Macro-modeling of structures has been one of the main methods introduced to simulate these complex phenomena. In macro-modeling simulation, the field of knowledge concerning the actual behaviour of reinforced concrete is incorporated in the structure using an element-based approach. In such a way, the well established, from matrix structural analysis, beam element is enriched with a moment curvature envelope describing the behaviour of both end sections, a hysteretic law and a relevant yield penetration rule for the beam. By introducing such an elasto-plastic element, one is able to simulate the gradual shift of the mechanical properties of the element as it passes from the elastic to the inelastic region of its response. The overall behaviour of the structure is assessed using a proper damage index.

367

M. Pandey et al. (eds), Advances in Engineering Structures, Mechanics & Construction, 367-378. © 2006 Springer. Printed in the Netherlands.

An aspect of utmost importance, for a non linear analysis, is the hysteretic rule needed to model the cyclic response of the structure. Over the last twenty years, significant development has occurred in the so-called phenomenological approach of hysteresis. Beginning with Bouc’s original formulation (1967, 1969, 1971) of the single degree degrading hysteresis model with pinching, many modifications have been subsequently introduced, such as the Bouc-Wen model (1976, 1980), the Baber-Noori model (1985, 1986) and the Reinhorn model (1996). These hysteresis models – also known as smooth hysteretic models – are capable of simulating a number of different types of loops using a single smooth hysteretic function affected by a set of user-defined parameters. In doing so, one can easily model the three main phenomena describing the cyclic response of R/C elements namely; stiffness degradation, strength deterioration and pinching behaviour due to bond-slip effects.

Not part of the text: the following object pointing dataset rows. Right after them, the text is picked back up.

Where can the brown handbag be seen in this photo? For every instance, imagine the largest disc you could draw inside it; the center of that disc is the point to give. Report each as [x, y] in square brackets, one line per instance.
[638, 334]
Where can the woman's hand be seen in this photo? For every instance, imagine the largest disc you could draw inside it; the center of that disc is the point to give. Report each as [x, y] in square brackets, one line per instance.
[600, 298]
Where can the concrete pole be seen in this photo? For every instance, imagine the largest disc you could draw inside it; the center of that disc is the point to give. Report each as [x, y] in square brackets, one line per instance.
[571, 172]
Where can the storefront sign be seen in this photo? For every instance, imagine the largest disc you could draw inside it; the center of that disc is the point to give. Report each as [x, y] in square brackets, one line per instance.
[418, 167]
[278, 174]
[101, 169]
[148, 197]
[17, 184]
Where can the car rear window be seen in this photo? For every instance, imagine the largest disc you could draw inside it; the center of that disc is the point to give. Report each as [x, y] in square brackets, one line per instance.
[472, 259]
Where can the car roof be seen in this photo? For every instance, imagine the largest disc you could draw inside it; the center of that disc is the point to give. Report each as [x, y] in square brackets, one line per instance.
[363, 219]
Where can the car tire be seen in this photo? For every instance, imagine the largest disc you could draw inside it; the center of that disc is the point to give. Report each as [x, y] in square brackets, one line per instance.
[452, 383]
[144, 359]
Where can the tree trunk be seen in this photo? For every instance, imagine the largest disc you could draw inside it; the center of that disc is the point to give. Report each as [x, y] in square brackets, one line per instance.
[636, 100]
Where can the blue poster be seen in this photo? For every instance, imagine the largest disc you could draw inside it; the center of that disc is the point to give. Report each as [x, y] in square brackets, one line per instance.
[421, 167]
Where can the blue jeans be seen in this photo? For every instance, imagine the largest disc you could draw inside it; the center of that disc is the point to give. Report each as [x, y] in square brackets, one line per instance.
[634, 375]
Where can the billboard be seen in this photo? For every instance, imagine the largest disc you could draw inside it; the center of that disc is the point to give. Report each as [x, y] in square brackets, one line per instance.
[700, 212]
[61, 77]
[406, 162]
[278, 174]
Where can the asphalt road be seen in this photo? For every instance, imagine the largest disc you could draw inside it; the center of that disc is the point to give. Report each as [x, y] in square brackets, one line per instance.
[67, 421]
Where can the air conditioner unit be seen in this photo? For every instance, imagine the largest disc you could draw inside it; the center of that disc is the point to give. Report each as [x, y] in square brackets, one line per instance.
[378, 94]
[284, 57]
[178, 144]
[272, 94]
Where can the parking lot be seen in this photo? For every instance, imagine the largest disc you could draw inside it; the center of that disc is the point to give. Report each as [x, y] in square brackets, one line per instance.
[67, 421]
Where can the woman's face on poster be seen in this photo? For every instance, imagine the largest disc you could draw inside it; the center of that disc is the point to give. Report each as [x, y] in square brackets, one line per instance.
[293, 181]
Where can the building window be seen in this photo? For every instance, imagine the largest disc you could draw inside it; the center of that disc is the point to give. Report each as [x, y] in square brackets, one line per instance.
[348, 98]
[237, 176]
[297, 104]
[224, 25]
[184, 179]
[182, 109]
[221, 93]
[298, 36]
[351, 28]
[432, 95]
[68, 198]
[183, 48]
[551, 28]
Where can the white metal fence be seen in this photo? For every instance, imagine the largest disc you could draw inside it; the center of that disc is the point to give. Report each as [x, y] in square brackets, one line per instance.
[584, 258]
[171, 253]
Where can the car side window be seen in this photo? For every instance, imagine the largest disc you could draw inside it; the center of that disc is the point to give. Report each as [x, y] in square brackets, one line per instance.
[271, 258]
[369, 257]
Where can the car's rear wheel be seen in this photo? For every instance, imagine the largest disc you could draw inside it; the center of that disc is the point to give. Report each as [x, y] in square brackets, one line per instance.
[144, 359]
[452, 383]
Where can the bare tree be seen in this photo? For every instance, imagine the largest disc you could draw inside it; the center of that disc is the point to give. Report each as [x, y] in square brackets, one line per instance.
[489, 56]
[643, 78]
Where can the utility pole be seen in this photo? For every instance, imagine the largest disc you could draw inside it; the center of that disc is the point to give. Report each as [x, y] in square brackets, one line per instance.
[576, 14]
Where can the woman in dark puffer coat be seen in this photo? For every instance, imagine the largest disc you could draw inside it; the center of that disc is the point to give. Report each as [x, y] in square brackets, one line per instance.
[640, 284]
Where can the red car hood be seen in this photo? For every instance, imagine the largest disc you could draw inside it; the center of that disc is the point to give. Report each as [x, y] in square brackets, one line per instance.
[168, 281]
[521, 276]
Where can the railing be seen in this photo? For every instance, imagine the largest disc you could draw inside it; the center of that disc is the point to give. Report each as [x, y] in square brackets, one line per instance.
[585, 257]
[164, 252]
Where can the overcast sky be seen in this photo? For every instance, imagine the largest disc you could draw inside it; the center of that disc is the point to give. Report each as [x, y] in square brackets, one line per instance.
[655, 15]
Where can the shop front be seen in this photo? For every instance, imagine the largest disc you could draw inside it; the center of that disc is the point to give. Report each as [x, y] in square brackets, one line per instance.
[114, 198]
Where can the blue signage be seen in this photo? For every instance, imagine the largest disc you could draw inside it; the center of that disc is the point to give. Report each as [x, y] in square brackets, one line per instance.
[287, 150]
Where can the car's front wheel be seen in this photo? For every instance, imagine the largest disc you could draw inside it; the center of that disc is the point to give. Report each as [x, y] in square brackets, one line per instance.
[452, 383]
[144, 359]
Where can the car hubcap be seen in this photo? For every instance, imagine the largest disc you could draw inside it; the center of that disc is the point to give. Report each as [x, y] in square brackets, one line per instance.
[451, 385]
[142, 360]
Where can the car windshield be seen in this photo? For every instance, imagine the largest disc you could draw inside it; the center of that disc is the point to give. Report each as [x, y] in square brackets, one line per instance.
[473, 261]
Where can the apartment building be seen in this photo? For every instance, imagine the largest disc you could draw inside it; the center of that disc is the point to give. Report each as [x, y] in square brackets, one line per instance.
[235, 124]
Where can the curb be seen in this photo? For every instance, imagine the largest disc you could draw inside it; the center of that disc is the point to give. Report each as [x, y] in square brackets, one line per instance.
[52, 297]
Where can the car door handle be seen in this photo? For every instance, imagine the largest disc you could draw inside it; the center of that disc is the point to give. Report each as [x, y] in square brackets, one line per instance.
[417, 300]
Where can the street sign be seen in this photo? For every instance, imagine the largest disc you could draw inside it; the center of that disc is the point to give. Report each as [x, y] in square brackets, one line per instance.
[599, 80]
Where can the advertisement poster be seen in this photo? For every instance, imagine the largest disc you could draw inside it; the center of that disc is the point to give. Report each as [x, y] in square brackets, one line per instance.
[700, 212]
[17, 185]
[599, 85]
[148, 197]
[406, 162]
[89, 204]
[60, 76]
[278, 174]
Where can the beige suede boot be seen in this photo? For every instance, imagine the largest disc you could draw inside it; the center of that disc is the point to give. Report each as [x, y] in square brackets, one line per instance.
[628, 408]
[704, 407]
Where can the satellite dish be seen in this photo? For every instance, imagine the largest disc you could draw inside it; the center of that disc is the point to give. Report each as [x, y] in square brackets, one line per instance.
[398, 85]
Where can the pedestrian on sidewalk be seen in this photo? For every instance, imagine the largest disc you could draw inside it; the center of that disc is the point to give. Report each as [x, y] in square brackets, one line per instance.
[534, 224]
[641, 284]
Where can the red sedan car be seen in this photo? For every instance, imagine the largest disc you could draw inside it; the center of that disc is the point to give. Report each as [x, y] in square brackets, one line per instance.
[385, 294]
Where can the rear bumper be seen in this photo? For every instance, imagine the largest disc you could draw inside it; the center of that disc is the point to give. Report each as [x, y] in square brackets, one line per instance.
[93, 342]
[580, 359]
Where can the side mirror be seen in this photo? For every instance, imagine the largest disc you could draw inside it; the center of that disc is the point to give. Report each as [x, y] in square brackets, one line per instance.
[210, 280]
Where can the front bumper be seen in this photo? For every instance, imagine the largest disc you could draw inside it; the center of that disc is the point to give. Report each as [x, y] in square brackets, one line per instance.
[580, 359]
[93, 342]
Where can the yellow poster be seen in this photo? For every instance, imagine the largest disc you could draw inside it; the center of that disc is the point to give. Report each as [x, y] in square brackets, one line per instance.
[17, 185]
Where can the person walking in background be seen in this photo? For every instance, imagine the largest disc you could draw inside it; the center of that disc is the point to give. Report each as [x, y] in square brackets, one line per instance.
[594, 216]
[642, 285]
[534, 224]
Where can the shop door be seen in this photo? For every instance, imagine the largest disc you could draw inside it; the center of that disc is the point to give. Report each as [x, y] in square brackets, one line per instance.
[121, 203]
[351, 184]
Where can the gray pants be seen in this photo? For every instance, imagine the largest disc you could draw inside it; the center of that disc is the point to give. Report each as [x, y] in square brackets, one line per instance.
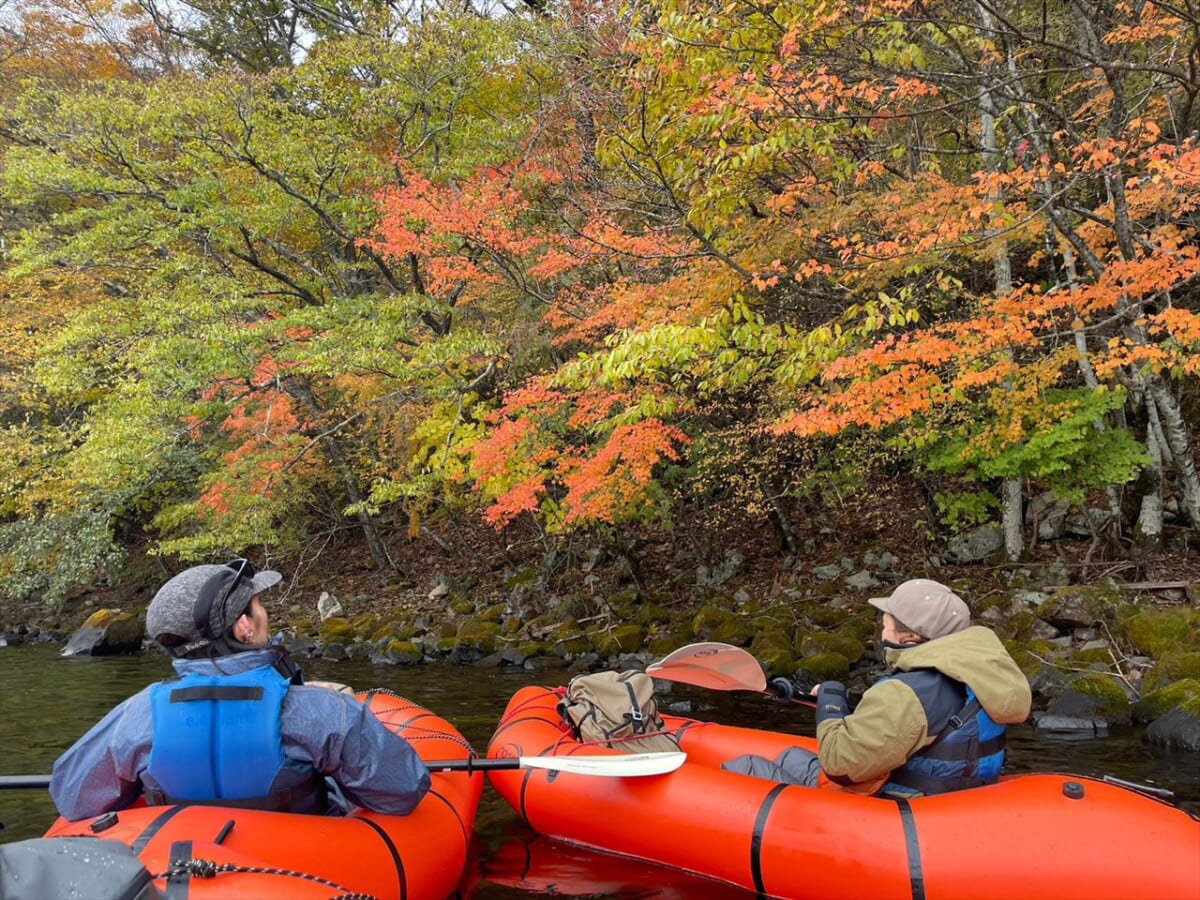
[791, 767]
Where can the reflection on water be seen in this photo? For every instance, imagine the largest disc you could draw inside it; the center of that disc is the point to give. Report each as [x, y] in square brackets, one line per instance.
[46, 702]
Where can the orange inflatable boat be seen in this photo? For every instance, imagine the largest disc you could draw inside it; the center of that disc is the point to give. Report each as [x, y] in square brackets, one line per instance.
[1031, 837]
[222, 852]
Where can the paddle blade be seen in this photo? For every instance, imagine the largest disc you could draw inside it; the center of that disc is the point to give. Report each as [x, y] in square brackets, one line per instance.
[616, 766]
[624, 766]
[714, 665]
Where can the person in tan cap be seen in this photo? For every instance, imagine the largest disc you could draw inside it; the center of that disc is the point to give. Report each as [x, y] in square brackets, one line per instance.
[936, 724]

Following these rules, many computer programs have been developed, capable to perform a non-linear structural analysis such as DRAIN-2D (Kanaan and Powell,1973), SARCF (Chung et al.,1998; Gomez et al.,1990), IDARC (Park et al., 1978;Kunnath et al., 1992) and ANSR (Oughourlian and Powell,1982). The “Plastique ” code presented herein, although maintains the elastoplastic behaviour within the 2D plane frames, works with a 3D stiffness of the entire structure based on diaphragmatic action.